Making psycho-therapy-assistant using STT and emotion-tagging model.

Primary LanguageC

2020 KISTI AI analysis & application National Competition
(prize-winning project, 2th place)

  • Subject : Developing tool that visualizes the flow of emotions of counselee while doing psycho-therapy via timeline chart using Deep Learning


psycho-therapy-assistant is a assistive tool for Psychotherapy that listens to counselee's speaking, show a timeline graph of flow of emotions to counselor. It classifies sentences of speaking into 28 kinds of emotions (e.g. happiness, sadness, disappointment, neutral, ...). It internally uses Deepspeech as a STT(speech-to-text) model, bert as a tagging model.

System Process

speecn2text.py is the file which listens to the input sound file, then takes the contents down as a text using deepspeech STT(speech to text) library.

mybert_classifier.py is the file which gets the output of speech2text.py as a input file, then returns the sentences of the contents with 28 kinds of emotion tags using customized bert model.

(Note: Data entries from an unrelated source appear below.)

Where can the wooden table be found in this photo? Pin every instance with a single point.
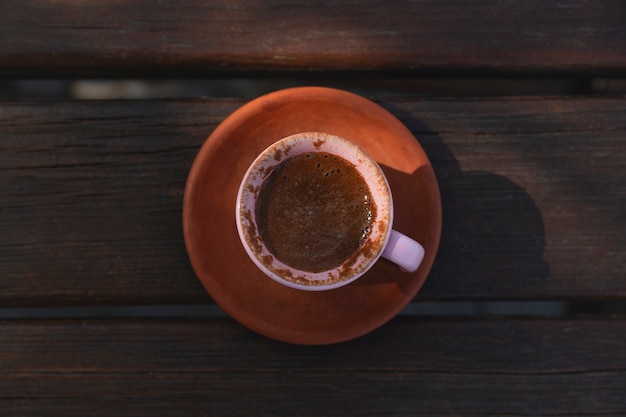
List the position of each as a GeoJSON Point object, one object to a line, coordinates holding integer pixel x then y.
{"type": "Point", "coordinates": [103, 314]}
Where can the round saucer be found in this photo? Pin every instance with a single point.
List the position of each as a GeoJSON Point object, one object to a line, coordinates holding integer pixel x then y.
{"type": "Point", "coordinates": [226, 271]}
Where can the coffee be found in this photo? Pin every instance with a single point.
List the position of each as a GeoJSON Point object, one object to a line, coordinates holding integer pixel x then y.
{"type": "Point", "coordinates": [314, 211]}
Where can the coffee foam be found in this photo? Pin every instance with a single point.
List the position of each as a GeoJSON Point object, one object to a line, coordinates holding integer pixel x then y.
{"type": "Point", "coordinates": [353, 266]}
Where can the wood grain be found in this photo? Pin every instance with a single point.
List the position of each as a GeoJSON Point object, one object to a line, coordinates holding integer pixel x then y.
{"type": "Point", "coordinates": [167, 37]}
{"type": "Point", "coordinates": [408, 367]}
{"type": "Point", "coordinates": [533, 192]}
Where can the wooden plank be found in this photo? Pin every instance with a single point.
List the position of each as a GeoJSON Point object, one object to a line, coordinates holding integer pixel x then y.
{"type": "Point", "coordinates": [533, 193]}
{"type": "Point", "coordinates": [408, 367]}
{"type": "Point", "coordinates": [144, 37]}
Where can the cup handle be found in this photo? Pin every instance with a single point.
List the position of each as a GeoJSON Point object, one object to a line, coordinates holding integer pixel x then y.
{"type": "Point", "coordinates": [403, 251]}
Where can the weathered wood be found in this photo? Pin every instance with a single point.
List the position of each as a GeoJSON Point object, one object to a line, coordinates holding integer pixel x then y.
{"type": "Point", "coordinates": [408, 367]}
{"type": "Point", "coordinates": [533, 193]}
{"type": "Point", "coordinates": [145, 37]}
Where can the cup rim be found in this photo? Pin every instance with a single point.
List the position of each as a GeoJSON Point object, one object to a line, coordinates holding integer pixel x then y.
{"type": "Point", "coordinates": [261, 168]}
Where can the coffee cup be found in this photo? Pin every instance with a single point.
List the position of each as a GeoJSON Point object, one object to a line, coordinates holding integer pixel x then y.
{"type": "Point", "coordinates": [314, 212]}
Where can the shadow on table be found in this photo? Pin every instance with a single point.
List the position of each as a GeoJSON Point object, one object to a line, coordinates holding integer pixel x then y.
{"type": "Point", "coordinates": [493, 235]}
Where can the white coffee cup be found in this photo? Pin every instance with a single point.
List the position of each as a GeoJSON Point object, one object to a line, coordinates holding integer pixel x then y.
{"type": "Point", "coordinates": [381, 241]}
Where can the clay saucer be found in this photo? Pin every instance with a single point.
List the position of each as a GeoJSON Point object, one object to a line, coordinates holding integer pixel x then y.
{"type": "Point", "coordinates": [232, 279]}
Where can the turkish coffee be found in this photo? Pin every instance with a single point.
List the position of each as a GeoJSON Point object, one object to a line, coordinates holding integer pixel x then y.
{"type": "Point", "coordinates": [314, 211]}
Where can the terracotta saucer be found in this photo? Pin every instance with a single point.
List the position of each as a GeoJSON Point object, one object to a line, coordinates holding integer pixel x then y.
{"type": "Point", "coordinates": [223, 266]}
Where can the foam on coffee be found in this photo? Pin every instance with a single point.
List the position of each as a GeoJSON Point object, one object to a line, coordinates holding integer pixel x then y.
{"type": "Point", "coordinates": [314, 211]}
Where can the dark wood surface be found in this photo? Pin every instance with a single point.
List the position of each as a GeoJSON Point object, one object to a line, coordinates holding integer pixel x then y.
{"type": "Point", "coordinates": [409, 367]}
{"type": "Point", "coordinates": [151, 38]}
{"type": "Point", "coordinates": [533, 192]}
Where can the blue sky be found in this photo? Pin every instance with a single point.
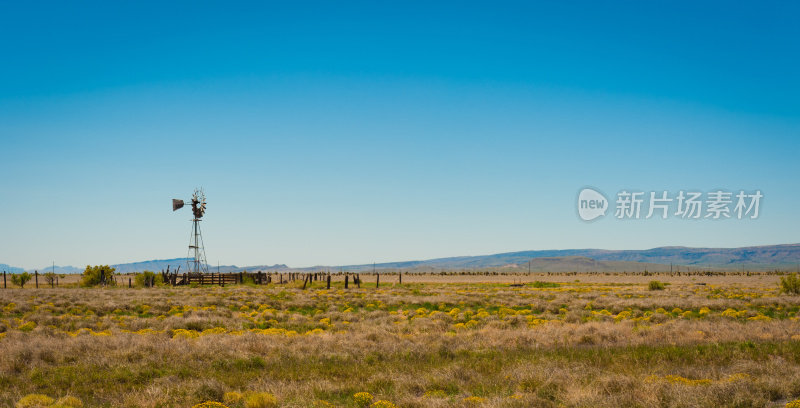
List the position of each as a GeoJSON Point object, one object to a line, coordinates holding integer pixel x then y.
{"type": "Point", "coordinates": [337, 133]}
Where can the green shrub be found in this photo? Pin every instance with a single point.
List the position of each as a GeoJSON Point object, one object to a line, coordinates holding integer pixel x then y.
{"type": "Point", "coordinates": [141, 279]}
{"type": "Point", "coordinates": [790, 284]}
{"type": "Point", "coordinates": [96, 275]}
{"type": "Point", "coordinates": [540, 284]}
{"type": "Point", "coordinates": [50, 278]}
{"type": "Point", "coordinates": [21, 279]}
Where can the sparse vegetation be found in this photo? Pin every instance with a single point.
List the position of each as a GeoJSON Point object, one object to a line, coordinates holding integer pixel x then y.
{"type": "Point", "coordinates": [147, 278]}
{"type": "Point", "coordinates": [420, 344]}
{"type": "Point", "coordinates": [97, 275]}
{"type": "Point", "coordinates": [50, 278]}
{"type": "Point", "coordinates": [790, 284]}
{"type": "Point", "coordinates": [20, 279]}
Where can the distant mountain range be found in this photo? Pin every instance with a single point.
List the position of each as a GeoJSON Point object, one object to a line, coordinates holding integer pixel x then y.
{"type": "Point", "coordinates": [757, 257]}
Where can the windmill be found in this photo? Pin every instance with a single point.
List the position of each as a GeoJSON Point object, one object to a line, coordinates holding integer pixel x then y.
{"type": "Point", "coordinates": [196, 258]}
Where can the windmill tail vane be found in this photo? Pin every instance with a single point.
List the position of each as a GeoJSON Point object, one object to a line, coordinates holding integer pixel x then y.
{"type": "Point", "coordinates": [196, 257]}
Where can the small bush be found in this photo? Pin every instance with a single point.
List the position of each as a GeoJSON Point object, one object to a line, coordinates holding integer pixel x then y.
{"type": "Point", "coordinates": [68, 402]}
{"type": "Point", "coordinates": [790, 284]}
{"type": "Point", "coordinates": [97, 275]}
{"type": "Point", "coordinates": [143, 279]}
{"type": "Point", "coordinates": [260, 400]}
{"type": "Point", "coordinates": [20, 280]}
{"type": "Point", "coordinates": [232, 397]}
{"type": "Point", "coordinates": [383, 404]}
{"type": "Point", "coordinates": [362, 399]}
{"type": "Point", "coordinates": [210, 404]}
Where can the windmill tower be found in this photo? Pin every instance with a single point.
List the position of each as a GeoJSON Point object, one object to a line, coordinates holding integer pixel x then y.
{"type": "Point", "coordinates": [196, 257]}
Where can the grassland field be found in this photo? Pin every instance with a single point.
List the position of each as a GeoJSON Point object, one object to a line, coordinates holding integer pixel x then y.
{"type": "Point", "coordinates": [585, 340]}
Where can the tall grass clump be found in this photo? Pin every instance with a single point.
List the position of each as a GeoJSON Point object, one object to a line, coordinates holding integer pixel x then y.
{"type": "Point", "coordinates": [790, 284]}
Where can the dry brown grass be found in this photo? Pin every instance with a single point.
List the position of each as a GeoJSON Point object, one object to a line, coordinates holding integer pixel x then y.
{"type": "Point", "coordinates": [596, 342]}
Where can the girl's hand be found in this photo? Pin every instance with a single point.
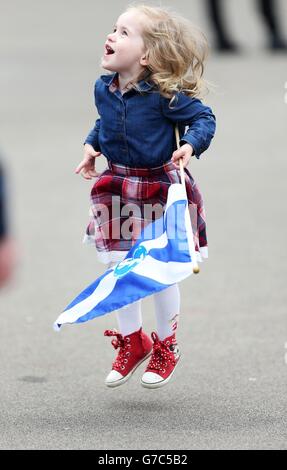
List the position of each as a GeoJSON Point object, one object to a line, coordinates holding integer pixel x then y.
{"type": "Point", "coordinates": [185, 152]}
{"type": "Point", "coordinates": [87, 166]}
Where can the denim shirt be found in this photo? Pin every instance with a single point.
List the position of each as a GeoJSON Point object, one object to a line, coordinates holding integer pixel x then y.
{"type": "Point", "coordinates": [137, 128]}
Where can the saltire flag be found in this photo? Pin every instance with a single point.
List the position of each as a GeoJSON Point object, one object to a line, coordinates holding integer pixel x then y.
{"type": "Point", "coordinates": [163, 255]}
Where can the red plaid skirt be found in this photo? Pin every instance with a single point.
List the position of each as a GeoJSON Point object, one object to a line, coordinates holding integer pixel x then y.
{"type": "Point", "coordinates": [124, 200]}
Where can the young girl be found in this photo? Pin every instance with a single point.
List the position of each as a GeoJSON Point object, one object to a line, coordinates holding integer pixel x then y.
{"type": "Point", "coordinates": [156, 58]}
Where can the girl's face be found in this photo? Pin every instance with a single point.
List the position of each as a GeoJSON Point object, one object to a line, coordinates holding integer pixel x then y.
{"type": "Point", "coordinates": [126, 42]}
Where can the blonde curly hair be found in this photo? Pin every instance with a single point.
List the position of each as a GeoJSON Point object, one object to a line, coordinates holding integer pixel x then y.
{"type": "Point", "coordinates": [176, 51]}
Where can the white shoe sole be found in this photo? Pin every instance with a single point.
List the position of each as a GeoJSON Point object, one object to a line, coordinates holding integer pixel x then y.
{"type": "Point", "coordinates": [161, 383]}
{"type": "Point", "coordinates": [119, 382]}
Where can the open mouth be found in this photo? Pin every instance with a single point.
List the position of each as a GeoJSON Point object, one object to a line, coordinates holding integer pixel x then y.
{"type": "Point", "coordinates": [109, 50]}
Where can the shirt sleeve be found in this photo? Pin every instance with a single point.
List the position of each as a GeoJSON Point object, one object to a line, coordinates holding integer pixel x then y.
{"type": "Point", "coordinates": [93, 136]}
{"type": "Point", "coordinates": [198, 118]}
{"type": "Point", "coordinates": [3, 222]}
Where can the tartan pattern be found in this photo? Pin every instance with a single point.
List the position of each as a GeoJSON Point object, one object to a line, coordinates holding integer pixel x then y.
{"type": "Point", "coordinates": [119, 185]}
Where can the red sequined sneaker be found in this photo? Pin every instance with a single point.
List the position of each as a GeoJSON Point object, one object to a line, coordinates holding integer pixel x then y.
{"type": "Point", "coordinates": [162, 364]}
{"type": "Point", "coordinates": [134, 349]}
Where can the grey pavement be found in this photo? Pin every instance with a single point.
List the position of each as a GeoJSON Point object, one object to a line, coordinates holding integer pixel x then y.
{"type": "Point", "coordinates": [229, 391]}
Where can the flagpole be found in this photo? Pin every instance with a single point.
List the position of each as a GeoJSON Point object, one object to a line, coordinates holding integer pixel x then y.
{"type": "Point", "coordinates": [195, 266]}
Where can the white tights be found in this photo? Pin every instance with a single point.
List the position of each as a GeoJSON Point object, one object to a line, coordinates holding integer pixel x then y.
{"type": "Point", "coordinates": [167, 307]}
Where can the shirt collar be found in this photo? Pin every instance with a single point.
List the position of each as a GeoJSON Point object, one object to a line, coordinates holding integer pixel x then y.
{"type": "Point", "coordinates": [142, 84]}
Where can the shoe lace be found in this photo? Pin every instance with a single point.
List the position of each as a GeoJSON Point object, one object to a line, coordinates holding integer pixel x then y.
{"type": "Point", "coordinates": [161, 354]}
{"type": "Point", "coordinates": [121, 342]}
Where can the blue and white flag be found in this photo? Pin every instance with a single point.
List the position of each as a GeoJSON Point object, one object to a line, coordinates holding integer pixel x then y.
{"type": "Point", "coordinates": [163, 255]}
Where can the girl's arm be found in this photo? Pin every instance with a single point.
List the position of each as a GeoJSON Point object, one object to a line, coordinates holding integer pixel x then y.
{"type": "Point", "coordinates": [191, 112]}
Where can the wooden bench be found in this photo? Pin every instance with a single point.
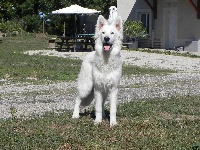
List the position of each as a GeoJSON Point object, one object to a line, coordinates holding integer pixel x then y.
{"type": "Point", "coordinates": [71, 43]}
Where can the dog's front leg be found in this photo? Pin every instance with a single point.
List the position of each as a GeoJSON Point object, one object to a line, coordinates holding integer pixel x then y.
{"type": "Point", "coordinates": [76, 108]}
{"type": "Point", "coordinates": [113, 107]}
{"type": "Point", "coordinates": [98, 106]}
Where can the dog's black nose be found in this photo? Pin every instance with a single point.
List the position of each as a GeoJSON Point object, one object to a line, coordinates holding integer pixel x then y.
{"type": "Point", "coordinates": [106, 39]}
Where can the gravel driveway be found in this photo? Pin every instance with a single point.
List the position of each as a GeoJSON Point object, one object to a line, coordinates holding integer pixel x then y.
{"type": "Point", "coordinates": [27, 99]}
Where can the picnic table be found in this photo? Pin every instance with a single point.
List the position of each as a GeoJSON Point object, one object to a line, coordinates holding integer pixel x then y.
{"type": "Point", "coordinates": [81, 41]}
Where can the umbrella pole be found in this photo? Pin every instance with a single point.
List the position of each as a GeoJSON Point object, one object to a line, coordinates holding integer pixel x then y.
{"type": "Point", "coordinates": [75, 33]}
{"type": "Point", "coordinates": [64, 30]}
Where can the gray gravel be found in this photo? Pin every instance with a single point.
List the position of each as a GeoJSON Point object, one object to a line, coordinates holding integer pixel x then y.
{"type": "Point", "coordinates": [26, 99]}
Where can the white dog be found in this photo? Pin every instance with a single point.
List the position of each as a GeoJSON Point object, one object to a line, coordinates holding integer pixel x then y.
{"type": "Point", "coordinates": [101, 71]}
{"type": "Point", "coordinates": [113, 13]}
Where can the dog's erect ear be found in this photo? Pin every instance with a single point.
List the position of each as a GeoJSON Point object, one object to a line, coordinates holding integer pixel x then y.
{"type": "Point", "coordinates": [101, 22]}
{"type": "Point", "coordinates": [118, 23]}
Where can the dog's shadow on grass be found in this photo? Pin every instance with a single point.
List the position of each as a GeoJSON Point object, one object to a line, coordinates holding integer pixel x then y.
{"type": "Point", "coordinates": [92, 114]}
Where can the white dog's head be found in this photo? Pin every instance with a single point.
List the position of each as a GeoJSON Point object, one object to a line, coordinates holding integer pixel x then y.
{"type": "Point", "coordinates": [108, 35]}
{"type": "Point", "coordinates": [112, 9]}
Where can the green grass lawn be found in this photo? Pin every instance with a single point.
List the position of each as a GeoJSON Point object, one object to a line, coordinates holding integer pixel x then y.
{"type": "Point", "coordinates": [150, 124]}
{"type": "Point", "coordinates": [171, 123]}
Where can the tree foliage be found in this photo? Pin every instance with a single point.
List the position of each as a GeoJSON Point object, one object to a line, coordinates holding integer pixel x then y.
{"type": "Point", "coordinates": [26, 13]}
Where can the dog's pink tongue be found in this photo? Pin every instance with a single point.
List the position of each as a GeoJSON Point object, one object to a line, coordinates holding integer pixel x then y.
{"type": "Point", "coordinates": [106, 48]}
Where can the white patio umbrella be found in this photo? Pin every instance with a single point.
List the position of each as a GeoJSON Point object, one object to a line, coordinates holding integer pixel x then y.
{"type": "Point", "coordinates": [75, 9]}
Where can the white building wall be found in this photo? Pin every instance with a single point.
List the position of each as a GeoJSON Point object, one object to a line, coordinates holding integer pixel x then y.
{"type": "Point", "coordinates": [124, 8]}
{"type": "Point", "coordinates": [187, 26]}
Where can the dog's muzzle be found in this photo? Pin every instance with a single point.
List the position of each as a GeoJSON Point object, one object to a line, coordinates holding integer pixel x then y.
{"type": "Point", "coordinates": [107, 46]}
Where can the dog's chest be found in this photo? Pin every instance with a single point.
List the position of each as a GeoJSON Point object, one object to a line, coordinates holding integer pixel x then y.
{"type": "Point", "coordinates": [106, 65]}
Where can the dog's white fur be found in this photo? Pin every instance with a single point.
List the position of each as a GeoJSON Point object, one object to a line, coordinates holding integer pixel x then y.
{"type": "Point", "coordinates": [101, 71]}
{"type": "Point", "coordinates": [113, 13]}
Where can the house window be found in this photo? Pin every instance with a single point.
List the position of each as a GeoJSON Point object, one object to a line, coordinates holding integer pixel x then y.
{"type": "Point", "coordinates": [144, 18]}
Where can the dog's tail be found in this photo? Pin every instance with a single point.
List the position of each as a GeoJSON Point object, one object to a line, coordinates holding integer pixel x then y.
{"type": "Point", "coordinates": [86, 101]}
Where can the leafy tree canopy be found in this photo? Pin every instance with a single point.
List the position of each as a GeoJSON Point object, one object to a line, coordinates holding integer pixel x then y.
{"type": "Point", "coordinates": [26, 12]}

  1. When you execute speech2text.py file, it will read .wav file which you give as a command line parameter.
  2. Resample input file and adjust the sampling rate using librosa.
  3. Split the input file in each one-minute interval and read each of them.
  4. Return STT.csv as a result.
  5. When you execute mybert_classifier.py file, it will read STT.csv located in final_bert_emotion_classifier/csv_files folder.
  6. Return STT_emotion_predictions.tsv as a result in final_bert_emotion_classifier/csv_files/result folder.
  7. When you execute index.html which is located in same folder as STT_emotion_predictions.tsv file, it will automatically read the result file and show you the timeline graph. Note that you should consider CORS policy when you execute index.html



Quick Configuration

Simply run settings.sh to configure environment variables.

sh settings.sh


Run run.sh with the path of sound file as a command line parameter.

sh run.sh ./final_bert_emotion_classifier/csv_files/sample.wav


[1] https://github.com/mozilla/DeepSpeech Deepspeech

[2] https://github.com/google-research/bert bert

[3] Mattias Heldner, Jens Edlund, Pauses, gaps and overlaps in conversations, Oct, 2010.